It is undeniable that Namibia has seen much less racial tension than South Africa has at times experienced, which in new small measure is due to what Sam Nujoma had stressed in his first speech upon returning to the country on 14 September 1989, after 30 years in exile at the head of SWAPO: “Let us open a new page and a new chapter, based on love, peace, human rights, patriotism, respect for one another and genuine reconciliation.”
President Nujoma was sworn in on 21 March 1990. He was re-elected in election after election and served as president of Namibia till 2005.
With more than three decades having passed since the last shots were fired, a more valid historic appreciation of President Nujoma’s invaluable contribution to the peace and prosperity that Namibia has enjoyed since independence, is now possible.

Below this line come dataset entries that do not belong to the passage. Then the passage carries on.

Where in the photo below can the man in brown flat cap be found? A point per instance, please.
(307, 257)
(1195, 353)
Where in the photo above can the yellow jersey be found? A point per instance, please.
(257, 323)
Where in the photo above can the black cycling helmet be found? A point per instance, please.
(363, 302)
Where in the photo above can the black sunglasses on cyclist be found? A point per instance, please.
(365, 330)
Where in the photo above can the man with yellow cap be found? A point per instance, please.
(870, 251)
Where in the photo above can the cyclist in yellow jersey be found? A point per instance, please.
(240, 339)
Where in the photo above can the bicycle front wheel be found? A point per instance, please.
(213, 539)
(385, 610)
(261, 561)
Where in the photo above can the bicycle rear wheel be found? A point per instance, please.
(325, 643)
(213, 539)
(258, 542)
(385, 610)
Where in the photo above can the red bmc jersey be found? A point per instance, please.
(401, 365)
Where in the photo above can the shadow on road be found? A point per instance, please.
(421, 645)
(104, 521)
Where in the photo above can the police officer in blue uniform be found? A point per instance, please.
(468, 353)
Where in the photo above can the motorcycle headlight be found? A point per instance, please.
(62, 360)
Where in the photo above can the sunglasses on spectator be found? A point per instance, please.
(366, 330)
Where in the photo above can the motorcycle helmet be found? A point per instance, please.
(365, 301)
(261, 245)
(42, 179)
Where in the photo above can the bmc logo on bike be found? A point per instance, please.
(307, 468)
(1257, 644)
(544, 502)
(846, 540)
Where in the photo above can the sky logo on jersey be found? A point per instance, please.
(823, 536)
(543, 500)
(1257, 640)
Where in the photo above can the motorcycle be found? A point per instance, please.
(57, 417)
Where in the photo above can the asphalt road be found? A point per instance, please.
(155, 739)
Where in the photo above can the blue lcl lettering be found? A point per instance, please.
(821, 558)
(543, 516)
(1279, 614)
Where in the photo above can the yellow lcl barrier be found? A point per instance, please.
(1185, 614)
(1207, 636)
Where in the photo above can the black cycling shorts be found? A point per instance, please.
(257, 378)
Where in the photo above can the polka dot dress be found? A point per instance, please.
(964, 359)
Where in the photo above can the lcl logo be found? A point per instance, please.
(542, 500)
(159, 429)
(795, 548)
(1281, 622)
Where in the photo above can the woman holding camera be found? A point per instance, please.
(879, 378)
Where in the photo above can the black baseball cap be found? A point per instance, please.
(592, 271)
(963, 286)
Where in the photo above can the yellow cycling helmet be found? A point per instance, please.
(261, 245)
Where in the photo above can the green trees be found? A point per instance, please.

It behooves us all to give credit where due, and to appreciate how blessed our sub-continent was that leader who had lived through as much hardship as Mr Nujoma had, to then govern in the successful, reconciliatory manner that he did, building a Namibia founded not on a Marxist “people’s republic” model but on Western democratic and free market values.
Southern Africa has indeed been blessed to have had two founding “liberation struggle” leaders of the caliber of Sam Nujoma and Nelson Mandela, who as presidents both dedicated themselves to national reconciliation.

South Africa’s first ambassador to Namibia, Dr Riaan (Koedoe) Eksteen, with Pres Sam Nujoma, 1990.